I'm sure this code could be better -- I got lazy and used any in there a few places to get things going. I did try to dig into the schema generation code to figure out how to do all of this properly and then open a PR, but then had to get something working more quickly for the short term. Any pointers on the correct place this would go in the code would be helpful.

The other conclusion I came to is that the there are two consumers of the generated schema: AJV validators, and OpenAPI. But I'm not sure they can consume the same schema and accomplish the (my) desired outcome. The only way to get AJV to fail when attempting to write a property marked readOnly is to not have that property exist in the schema, thus exclude[] it is the answer. But for OpenAPI, we want all readOnly fields to show up for all the GET operations. I could be wrong in my assessment of this situation.

Anyhow, I thought I'd share my current approach to this issue.

lajosf commented 4 years ago

Dear @deepakrkris, Are you working on the issue, or is it planned to be started near in the future? Thanks, Lajos

lajosf commented 4 years ago

Dear @raymondfeng, @bajtos , can you please help on this ticket to be solved some time? It would be nice.

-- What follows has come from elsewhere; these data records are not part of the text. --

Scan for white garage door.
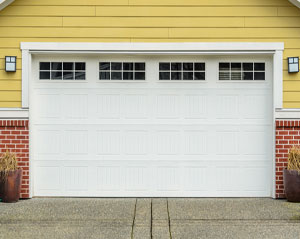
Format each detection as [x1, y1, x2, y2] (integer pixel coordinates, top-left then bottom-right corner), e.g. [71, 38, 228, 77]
[30, 55, 272, 197]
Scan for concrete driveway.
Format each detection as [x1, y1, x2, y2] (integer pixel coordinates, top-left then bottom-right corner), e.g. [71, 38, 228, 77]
[0, 198, 300, 239]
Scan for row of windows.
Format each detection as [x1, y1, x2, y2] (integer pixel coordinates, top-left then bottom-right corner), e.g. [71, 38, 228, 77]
[39, 62, 265, 81]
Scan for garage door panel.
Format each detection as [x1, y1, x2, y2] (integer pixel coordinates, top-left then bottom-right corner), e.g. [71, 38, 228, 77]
[30, 56, 273, 197]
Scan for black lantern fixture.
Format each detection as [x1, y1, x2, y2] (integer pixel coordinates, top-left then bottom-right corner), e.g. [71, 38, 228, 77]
[288, 57, 299, 73]
[5, 56, 17, 72]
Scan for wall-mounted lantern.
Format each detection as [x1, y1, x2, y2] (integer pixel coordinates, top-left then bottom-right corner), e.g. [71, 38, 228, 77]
[288, 57, 299, 73]
[5, 56, 17, 72]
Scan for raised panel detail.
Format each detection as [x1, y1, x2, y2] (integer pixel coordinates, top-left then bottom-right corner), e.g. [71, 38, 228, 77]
[184, 95, 207, 119]
[34, 166, 61, 191]
[183, 167, 208, 191]
[36, 130, 61, 155]
[36, 94, 61, 119]
[64, 130, 89, 154]
[241, 131, 271, 155]
[216, 95, 239, 119]
[97, 166, 121, 191]
[97, 130, 121, 155]
[156, 95, 180, 119]
[125, 167, 149, 191]
[244, 95, 271, 119]
[156, 131, 180, 155]
[217, 132, 239, 155]
[157, 167, 181, 191]
[123, 95, 148, 119]
[64, 94, 88, 119]
[125, 131, 149, 155]
[184, 131, 208, 155]
[97, 94, 120, 119]
[65, 166, 88, 191]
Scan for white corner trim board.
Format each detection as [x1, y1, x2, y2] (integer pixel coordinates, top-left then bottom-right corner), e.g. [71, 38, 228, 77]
[289, 0, 300, 8]
[21, 42, 284, 109]
[0, 0, 15, 11]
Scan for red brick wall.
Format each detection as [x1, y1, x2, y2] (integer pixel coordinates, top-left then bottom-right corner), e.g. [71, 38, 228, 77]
[276, 120, 300, 198]
[0, 120, 29, 198]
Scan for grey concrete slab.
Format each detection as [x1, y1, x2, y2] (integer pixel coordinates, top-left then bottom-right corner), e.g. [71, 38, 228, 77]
[152, 198, 168, 220]
[152, 225, 171, 239]
[133, 226, 151, 239]
[0, 198, 136, 223]
[0, 222, 131, 239]
[169, 198, 300, 220]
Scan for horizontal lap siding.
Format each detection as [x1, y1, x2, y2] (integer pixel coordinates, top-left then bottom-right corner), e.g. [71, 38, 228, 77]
[0, 0, 300, 108]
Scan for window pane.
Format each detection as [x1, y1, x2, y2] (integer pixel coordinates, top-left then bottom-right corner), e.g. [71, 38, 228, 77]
[75, 62, 85, 71]
[254, 72, 265, 80]
[63, 71, 74, 80]
[40, 71, 50, 80]
[40, 62, 50, 71]
[159, 63, 170, 71]
[100, 62, 110, 71]
[171, 62, 182, 71]
[51, 62, 62, 71]
[159, 72, 170, 80]
[195, 63, 205, 71]
[75, 72, 85, 80]
[134, 62, 145, 71]
[183, 62, 194, 71]
[123, 71, 133, 80]
[171, 72, 181, 80]
[219, 63, 230, 71]
[111, 72, 122, 80]
[254, 63, 265, 71]
[134, 72, 145, 80]
[231, 63, 242, 71]
[231, 72, 242, 80]
[183, 72, 194, 80]
[51, 71, 62, 80]
[111, 62, 122, 71]
[194, 72, 205, 80]
[63, 62, 74, 71]
[243, 72, 253, 80]
[219, 72, 230, 80]
[99, 71, 110, 80]
[123, 62, 133, 71]
[243, 63, 253, 71]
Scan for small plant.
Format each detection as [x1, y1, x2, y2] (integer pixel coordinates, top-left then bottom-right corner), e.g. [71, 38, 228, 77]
[0, 151, 18, 181]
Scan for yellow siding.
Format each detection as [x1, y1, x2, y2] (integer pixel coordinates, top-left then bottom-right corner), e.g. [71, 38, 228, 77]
[0, 0, 300, 108]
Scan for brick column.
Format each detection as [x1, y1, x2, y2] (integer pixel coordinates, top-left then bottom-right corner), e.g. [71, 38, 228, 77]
[276, 119, 300, 198]
[0, 120, 29, 198]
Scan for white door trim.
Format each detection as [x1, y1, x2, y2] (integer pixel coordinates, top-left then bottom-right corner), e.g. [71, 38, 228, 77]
[21, 42, 284, 198]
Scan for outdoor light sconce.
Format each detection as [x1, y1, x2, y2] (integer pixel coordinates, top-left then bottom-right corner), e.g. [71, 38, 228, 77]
[288, 57, 299, 73]
[5, 56, 17, 72]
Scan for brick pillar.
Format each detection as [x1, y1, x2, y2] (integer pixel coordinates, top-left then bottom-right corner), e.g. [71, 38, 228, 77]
[0, 120, 29, 198]
[276, 119, 300, 198]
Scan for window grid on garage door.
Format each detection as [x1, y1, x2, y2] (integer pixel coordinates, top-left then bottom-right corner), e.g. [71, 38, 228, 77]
[39, 62, 86, 80]
[159, 62, 205, 81]
[219, 62, 265, 81]
[99, 62, 146, 81]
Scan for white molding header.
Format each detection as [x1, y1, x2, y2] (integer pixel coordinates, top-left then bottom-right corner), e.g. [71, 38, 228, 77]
[275, 109, 300, 120]
[289, 0, 300, 8]
[21, 42, 284, 108]
[21, 42, 284, 53]
[0, 0, 15, 11]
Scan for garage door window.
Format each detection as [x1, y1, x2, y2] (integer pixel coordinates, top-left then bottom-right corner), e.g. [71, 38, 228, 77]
[219, 62, 265, 81]
[99, 62, 146, 81]
[40, 62, 85, 80]
[159, 62, 205, 81]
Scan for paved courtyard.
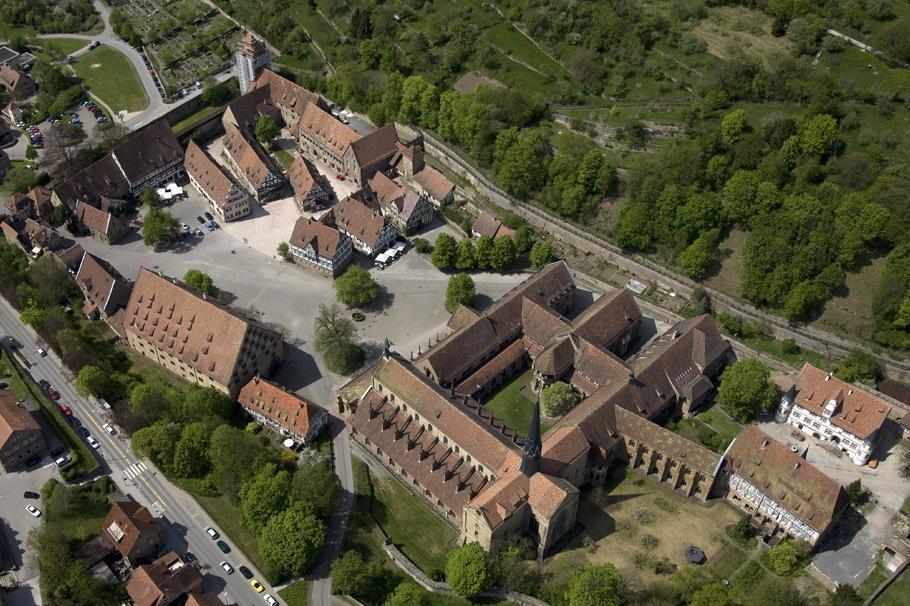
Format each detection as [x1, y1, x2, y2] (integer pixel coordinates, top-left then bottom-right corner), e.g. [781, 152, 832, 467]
[761, 421, 910, 585]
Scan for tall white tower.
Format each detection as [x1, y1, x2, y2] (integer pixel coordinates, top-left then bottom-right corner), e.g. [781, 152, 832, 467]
[234, 32, 272, 94]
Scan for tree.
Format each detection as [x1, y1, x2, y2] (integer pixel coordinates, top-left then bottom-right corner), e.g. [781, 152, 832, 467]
[446, 274, 476, 313]
[474, 235, 495, 269]
[799, 114, 838, 156]
[331, 549, 374, 596]
[314, 305, 364, 374]
[256, 114, 279, 146]
[446, 543, 491, 597]
[430, 233, 458, 271]
[528, 242, 562, 269]
[258, 502, 325, 578]
[239, 463, 290, 536]
[717, 358, 777, 422]
[76, 364, 110, 396]
[566, 564, 627, 606]
[291, 463, 341, 518]
[765, 540, 809, 576]
[492, 236, 518, 271]
[720, 109, 749, 143]
[278, 242, 291, 261]
[540, 381, 578, 417]
[183, 269, 218, 296]
[171, 421, 212, 478]
[142, 208, 180, 246]
[689, 583, 739, 606]
[384, 581, 428, 606]
[455, 236, 475, 270]
[333, 263, 379, 307]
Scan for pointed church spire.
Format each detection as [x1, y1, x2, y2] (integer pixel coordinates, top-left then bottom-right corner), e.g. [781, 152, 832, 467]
[518, 393, 540, 477]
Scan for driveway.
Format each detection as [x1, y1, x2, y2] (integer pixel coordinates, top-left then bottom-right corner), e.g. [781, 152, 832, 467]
[761, 421, 908, 585]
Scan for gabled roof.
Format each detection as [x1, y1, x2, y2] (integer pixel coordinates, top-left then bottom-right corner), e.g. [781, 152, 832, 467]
[224, 124, 275, 189]
[124, 267, 282, 385]
[331, 196, 394, 247]
[351, 124, 398, 167]
[725, 425, 847, 533]
[237, 377, 325, 437]
[183, 139, 239, 206]
[288, 217, 347, 259]
[112, 119, 183, 183]
[76, 253, 130, 315]
[796, 362, 891, 440]
[296, 103, 360, 156]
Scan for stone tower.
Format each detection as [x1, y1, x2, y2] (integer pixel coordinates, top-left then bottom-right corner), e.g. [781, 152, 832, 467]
[518, 394, 541, 477]
[234, 32, 272, 94]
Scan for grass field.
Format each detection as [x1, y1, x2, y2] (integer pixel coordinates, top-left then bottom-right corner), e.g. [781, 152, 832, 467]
[546, 474, 740, 585]
[0, 351, 98, 478]
[37, 38, 89, 55]
[73, 46, 148, 112]
[278, 581, 310, 606]
[484, 369, 551, 435]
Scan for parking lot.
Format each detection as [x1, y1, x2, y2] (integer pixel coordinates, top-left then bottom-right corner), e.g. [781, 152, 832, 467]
[761, 421, 907, 585]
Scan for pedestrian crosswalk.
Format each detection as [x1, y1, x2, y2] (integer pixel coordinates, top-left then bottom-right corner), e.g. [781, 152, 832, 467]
[123, 461, 148, 480]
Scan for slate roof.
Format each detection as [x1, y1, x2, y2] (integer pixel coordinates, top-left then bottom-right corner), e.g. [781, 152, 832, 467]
[725, 425, 847, 533]
[796, 362, 891, 440]
[237, 377, 326, 437]
[124, 267, 282, 385]
[76, 253, 130, 315]
[112, 119, 183, 183]
[288, 217, 347, 259]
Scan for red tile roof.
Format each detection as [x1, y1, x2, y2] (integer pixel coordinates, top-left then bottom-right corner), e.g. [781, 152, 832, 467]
[796, 362, 891, 440]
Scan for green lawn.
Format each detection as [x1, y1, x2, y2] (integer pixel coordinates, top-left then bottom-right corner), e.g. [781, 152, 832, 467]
[278, 581, 310, 606]
[484, 369, 551, 435]
[37, 38, 89, 55]
[0, 351, 98, 479]
[73, 45, 148, 112]
[873, 569, 910, 606]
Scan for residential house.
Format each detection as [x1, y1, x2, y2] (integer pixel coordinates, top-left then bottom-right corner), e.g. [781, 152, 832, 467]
[76, 253, 132, 320]
[368, 172, 436, 236]
[51, 154, 130, 212]
[723, 425, 849, 546]
[330, 196, 398, 257]
[123, 267, 284, 397]
[288, 156, 332, 211]
[776, 362, 891, 465]
[101, 501, 161, 566]
[288, 213, 354, 278]
[126, 551, 202, 606]
[183, 141, 250, 222]
[237, 377, 329, 444]
[223, 124, 284, 202]
[0, 389, 47, 471]
[73, 201, 130, 244]
[0, 65, 38, 100]
[471, 210, 515, 240]
[111, 120, 185, 196]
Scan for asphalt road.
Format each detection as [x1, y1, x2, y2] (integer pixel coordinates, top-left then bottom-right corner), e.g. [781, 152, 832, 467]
[0, 298, 278, 606]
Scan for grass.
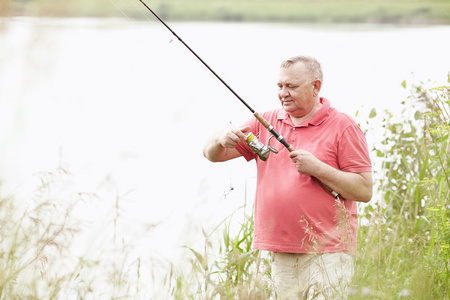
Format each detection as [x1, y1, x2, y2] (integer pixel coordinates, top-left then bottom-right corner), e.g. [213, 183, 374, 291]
[0, 0, 450, 24]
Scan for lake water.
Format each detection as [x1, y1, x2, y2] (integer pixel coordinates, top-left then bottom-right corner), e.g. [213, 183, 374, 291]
[0, 18, 450, 296]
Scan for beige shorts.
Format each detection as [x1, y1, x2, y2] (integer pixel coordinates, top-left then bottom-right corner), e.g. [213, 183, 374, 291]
[272, 252, 354, 300]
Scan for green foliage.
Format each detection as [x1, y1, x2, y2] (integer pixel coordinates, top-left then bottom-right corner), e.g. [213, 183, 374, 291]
[171, 208, 271, 299]
[0, 0, 450, 24]
[0, 169, 145, 299]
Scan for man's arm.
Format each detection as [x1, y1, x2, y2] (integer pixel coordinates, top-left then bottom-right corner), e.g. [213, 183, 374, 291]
[203, 126, 250, 162]
[290, 150, 373, 202]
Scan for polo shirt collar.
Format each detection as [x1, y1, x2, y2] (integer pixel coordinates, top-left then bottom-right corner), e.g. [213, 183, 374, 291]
[278, 97, 331, 127]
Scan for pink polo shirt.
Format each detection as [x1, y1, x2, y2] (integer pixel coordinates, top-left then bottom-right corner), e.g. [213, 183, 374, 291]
[236, 98, 372, 253]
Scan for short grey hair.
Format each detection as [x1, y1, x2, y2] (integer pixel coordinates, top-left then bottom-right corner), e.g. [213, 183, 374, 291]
[280, 55, 323, 83]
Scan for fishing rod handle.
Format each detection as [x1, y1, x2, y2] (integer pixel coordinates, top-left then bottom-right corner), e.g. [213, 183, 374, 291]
[253, 112, 340, 199]
[253, 112, 295, 152]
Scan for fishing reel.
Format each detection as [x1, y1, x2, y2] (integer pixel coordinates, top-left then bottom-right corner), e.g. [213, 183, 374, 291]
[245, 132, 278, 161]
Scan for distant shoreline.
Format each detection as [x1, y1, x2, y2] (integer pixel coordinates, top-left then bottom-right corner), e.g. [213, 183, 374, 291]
[0, 0, 450, 25]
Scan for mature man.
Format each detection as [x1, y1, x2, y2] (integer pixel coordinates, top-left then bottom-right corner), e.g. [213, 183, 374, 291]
[203, 56, 372, 299]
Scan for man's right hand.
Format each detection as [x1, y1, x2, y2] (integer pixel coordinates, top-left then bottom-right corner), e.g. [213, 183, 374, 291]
[217, 126, 250, 148]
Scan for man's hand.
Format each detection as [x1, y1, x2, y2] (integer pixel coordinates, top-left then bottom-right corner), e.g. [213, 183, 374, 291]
[217, 126, 250, 148]
[289, 149, 321, 176]
[289, 149, 373, 202]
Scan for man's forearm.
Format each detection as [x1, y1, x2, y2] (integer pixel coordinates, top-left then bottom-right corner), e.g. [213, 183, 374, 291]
[312, 162, 373, 202]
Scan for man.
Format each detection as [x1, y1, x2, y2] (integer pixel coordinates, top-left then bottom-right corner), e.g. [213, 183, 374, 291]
[204, 56, 372, 299]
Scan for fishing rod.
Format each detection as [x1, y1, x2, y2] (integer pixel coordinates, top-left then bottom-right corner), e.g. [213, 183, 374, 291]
[135, 0, 295, 152]
[135, 0, 339, 198]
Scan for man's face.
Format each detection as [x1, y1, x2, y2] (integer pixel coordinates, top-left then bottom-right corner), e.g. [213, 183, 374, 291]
[277, 62, 320, 118]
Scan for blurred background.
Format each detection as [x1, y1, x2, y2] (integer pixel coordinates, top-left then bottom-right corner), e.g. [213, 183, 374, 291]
[0, 0, 450, 296]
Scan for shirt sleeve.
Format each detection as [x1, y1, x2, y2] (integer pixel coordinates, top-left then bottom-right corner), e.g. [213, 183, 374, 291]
[338, 124, 372, 173]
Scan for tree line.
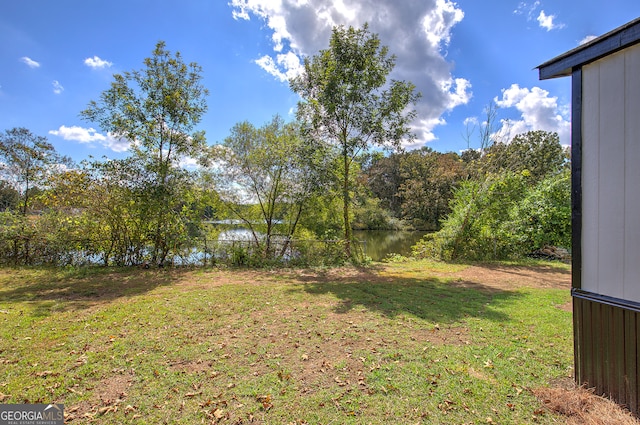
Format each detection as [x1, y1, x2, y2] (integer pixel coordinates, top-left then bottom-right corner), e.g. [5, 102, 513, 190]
[0, 25, 568, 265]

stale[bot] commented 3 years ago

This issue has been marked stale because it has not seen activity within six months. If you believe this to be in error, please contact one of the code owners, listed in the CODEOWNERS file at the top-level of this repository. This issue will be closed within 30 days of being stale.

aaqilniz commented 12 months ago

I have opened up a PR here for the feature.